写真=Franklin Templeton公式サイトより

Franklin Templetonのジェニー・ジョンソンCEOは24日、人工知能(AI)の進化によって、エンタープライズソフト企業の長期的な事業モデルが揺らぐ可能性があるとの見方を示した。Anthropicの生成AI「Claude」のコーディング能力を引き合いに、業界の将来に懸念を示した。

ジョンソンCEOはFinancial Times(FT)のインタビューで、「ClaudeのようなAIのコーディング能力を見ていると、エンタープライズソフト企業が今後も存続できるのか疑問だ」と述べた。

ジョンソンCEOは今年2月、Anthropicの最新モデル「Claude Opus 4.6」を使ってコーディングを試したという。その上で、「エンタープライズソフト企業は依然として巨額の収益を上げており、関連銘柄は短期的に売られ過ぎだった可能性もある」としつつ、「長期的な事業モデルに対する脅威は現実だ」と強調した。

こうした発言の背景には、プライベートエクイティ(PE)業界でソフトウェア投資の損失拡大が意識されていることがある。

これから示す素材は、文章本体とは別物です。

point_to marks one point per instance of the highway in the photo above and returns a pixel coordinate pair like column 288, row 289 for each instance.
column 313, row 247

FTによると、ソフトウェア企業に大型投資してきたバイアウトファンドやプライベートデット事業者の株価は不安定な動きとなっている。今年に入って企業売却による収益計上を見込んでいたバイアウト各社は、売却時期の先送りを検討しているという。

ジョンソンCEOは、PE業界でコンティニュエーション・ビークルの活用が広がっている点にも言及した。これは、運用会社が保有企業を自ら管理する別ファンドに売却する手法で、オルタナティブ資産運用会社が投資家への資金返還に苦慮している兆候だとの見方を示した。

その上で、「政府系ファンドや年金基金といった大手機関投資家が、プライベート市場への配分を大幅に引き上げる局面にはない」と語った。